The eyeball and quick sigma population checks in the previous post provided some confidence that the global temperature anomalies are normally distributed over the mean. But there are more formal tests, including D’Agostino normality test.

From wiki:

In statistics, D’Agostino’s K2 test is a goodness-of-fit measure of departure from normality, that is the test aims to establish whether or not the given sample comes from a normally distributed population. The test is based on transformations of the sample kurtosis and skewness, and has power only against the alternatives that the distribution is skewed and/or kurtic.

http://en.wikipedia.org/wiki/D’Agostino’s_K-squared_test

D’Agostino tests the skew and kurtosis of a distribution. Failing the test indicates that the distribution is skewed or kurtic to the point that it is not normal. Passing the test is not proof positive that the distribution is in fact normal.

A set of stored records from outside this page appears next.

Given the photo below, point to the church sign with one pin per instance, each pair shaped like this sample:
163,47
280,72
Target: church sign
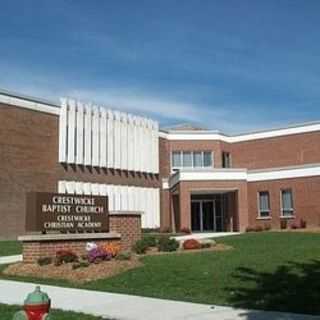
66,212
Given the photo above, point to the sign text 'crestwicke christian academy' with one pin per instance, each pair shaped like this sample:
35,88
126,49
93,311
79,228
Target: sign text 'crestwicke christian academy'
65,212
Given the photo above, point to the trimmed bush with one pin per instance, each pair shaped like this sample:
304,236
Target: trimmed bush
191,244
166,244
185,230
151,241
65,256
112,248
303,224
97,255
140,246
44,261
125,255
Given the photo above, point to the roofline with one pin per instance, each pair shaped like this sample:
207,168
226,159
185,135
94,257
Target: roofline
47,106
28,102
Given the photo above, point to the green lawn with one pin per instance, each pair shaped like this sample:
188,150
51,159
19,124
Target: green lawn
7,313
8,248
269,271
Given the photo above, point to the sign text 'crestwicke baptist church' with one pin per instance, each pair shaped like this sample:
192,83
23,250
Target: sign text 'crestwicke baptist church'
65,212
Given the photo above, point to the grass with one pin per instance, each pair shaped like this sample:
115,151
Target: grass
8,248
7,313
269,271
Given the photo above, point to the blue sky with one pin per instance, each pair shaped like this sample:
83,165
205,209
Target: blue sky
229,65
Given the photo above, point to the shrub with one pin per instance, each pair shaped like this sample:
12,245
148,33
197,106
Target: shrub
112,248
303,224
254,229
267,227
166,244
283,224
125,255
81,264
65,256
151,241
185,230
141,246
98,254
44,261
191,244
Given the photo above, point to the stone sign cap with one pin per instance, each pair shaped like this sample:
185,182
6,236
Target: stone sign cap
66,212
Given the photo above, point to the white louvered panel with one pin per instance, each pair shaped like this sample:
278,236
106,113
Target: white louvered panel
124,198
110,138
117,141
79,188
156,147
70,187
88,134
103,138
131,153
62,187
102,189
143,207
80,122
131,204
149,154
95,189
110,195
71,130
124,141
136,144
63,131
117,198
95,137
136,199
157,207
87,188
140,144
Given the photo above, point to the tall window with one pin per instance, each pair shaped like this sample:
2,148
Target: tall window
226,160
264,204
191,159
286,203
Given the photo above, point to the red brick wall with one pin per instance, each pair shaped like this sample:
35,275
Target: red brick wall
306,200
241,211
32,251
29,162
129,226
277,152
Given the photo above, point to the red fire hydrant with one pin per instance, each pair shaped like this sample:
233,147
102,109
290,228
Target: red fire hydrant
36,307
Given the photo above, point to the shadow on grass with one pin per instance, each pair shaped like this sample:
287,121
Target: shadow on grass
293,287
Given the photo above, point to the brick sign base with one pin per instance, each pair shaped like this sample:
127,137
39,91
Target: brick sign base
125,230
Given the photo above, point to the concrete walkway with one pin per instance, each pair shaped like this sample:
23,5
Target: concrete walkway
126,307
205,235
11,259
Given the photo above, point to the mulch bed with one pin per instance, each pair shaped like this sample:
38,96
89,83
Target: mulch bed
105,269
216,247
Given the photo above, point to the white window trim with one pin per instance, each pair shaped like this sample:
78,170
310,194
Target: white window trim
292,216
259,209
173,169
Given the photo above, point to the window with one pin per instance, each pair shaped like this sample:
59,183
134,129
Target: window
191,159
264,204
176,159
226,160
187,159
197,159
207,159
286,203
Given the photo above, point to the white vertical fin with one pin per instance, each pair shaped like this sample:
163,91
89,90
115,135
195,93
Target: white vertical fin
63,131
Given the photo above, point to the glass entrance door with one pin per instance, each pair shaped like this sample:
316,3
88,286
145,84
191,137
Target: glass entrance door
208,215
203,215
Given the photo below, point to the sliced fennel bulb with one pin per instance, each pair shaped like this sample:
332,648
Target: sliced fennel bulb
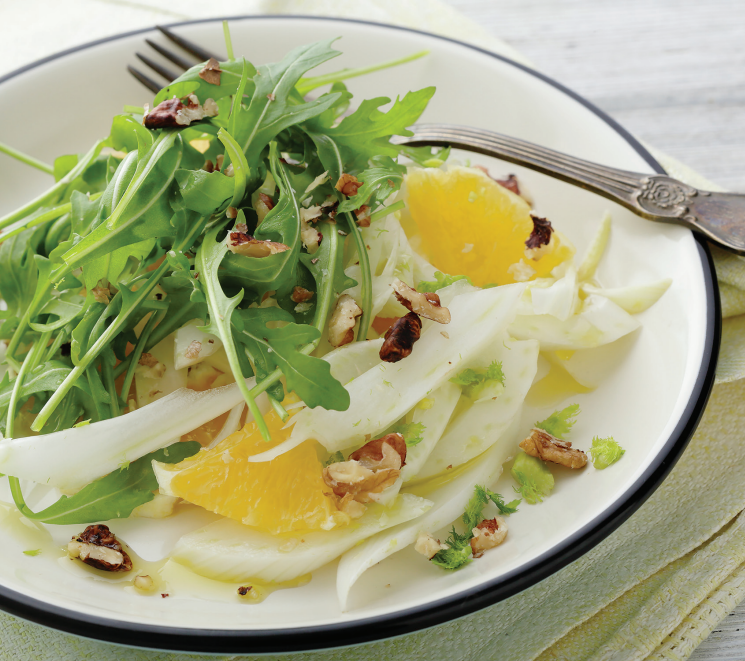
449,502
229,551
599,321
383,394
72,458
483,424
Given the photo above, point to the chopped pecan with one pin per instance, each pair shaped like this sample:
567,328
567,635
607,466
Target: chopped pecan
98,547
428,546
300,294
244,244
426,305
350,477
175,113
150,367
211,71
541,234
400,338
144,582
348,184
352,508
193,350
341,326
543,445
101,294
363,216
488,534
388,451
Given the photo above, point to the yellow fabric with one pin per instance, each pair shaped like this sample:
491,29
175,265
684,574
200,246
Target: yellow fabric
652,590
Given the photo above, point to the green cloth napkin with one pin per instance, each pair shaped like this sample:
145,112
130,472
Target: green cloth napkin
652,590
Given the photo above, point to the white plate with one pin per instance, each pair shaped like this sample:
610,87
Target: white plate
650,401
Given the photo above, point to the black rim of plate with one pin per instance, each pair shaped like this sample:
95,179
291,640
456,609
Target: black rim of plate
276,641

We’ll first take a look at three intentionally distorted distributions: a high kurtosis, a low kurtosis, and a skewed distribution. I had trouble skewing the distribution without also trigging kurtic indicators in the D’Agostino test. The results of each D’Agostino test follows the displayed distribution.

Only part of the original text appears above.